Choosing a classic blender might require you to blend the soup in a few batches. Once blended, transfer the soup back to the pot, and give it a final stir.

Pair your soup with crusty bread or a sandwich, and serve

Serve this cozy butternut squash soup alone or with the toppings of your choice, such as sour cream or yogurt and fresh herbs. You can also add any extra seasoning(s) to taste. Enhance the meal with some thick slices of bread, a crusty roll, or even a sandwich. "A grilled cheese sandwich could be good," Brookes advises.

You can serve this soup fresh, but it also keeps well in the fridge for a few days. Just reheat single servings in the microwave or on the stove as you go. It can also be frozen for up to three months and defrosted overnight in the fridge.

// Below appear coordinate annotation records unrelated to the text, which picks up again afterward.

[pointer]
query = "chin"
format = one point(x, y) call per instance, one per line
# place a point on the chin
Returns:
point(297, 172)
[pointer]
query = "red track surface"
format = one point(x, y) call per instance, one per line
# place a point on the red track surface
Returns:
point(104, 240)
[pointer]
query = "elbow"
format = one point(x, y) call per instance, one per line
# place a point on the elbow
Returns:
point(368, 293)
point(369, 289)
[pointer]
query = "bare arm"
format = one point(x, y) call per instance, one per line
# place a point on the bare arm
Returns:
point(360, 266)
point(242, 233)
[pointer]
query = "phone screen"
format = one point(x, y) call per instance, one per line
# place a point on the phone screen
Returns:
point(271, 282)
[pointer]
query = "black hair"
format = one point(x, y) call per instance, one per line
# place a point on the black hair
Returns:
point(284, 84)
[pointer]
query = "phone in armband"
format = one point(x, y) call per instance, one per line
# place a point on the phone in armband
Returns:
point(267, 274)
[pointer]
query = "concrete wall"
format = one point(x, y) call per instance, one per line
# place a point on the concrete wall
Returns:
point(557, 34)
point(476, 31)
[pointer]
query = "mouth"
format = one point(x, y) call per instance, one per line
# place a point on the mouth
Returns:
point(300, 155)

5-Ingredient Butternut Squash Soup Recipe
4.9 (27 ratings)
If you're looking for a low-calorie, healthy, and comforting meal, then this five-ingredient butternut squash soup recipe is definitely for you.
Prep Time
10
minutes
Cook Time
30
minutes
Servings
3
Servings
butternut squash soup
Total time: 40 minutes
Ingredients
  • 2 tablespoons olive oil
  • 1 large onion, diced
  • 3 cloves garlic, crushed
  • 1 liter (33 fluid ounces) vegetable stock
  • 1 butternut squash, peeled and diced
Directions
  1. Heat the olive oil in a large cooking pot, and fry the diced onion until softened, stirring frequently. This should take about 5 minutes.
  2. Add the crushed garlic, and cook for another minute.
  3. Add the diced butternut squash, and cook for another few minutes.
  4. Pour in the vegetable stock, give everything a good stir, and let it come to a boil. Once boiling, reduce to a simmer, and leave it to cook for 20 minutes.
  5. Remove from the heat, and let the mixture cool a little before blending.
  6. Using a jug or stick blender, blitz the soup until smooth.
  7. Once blended, transfer the soup back to the pot, and give it a final stir.
  8. Serve alone or with toppings of your choice.

Nutrition

Calories per Serving 182
Total Fat 9.4 g
Saturated Fat 1.3 g
Trans Fat 0.0 g
Cholesterol 0.0 mg
Total Carbohydrates 25.6 g
Dietary Fiber 4.4 g
Total Sugars 6.0 g
Sodium 60.0 mg
Protein 2.5 g
The information shown is Edamam’s estimate based on available ingredients and preparation. It should not be considered a substitute for a professional nutritionist’s advice.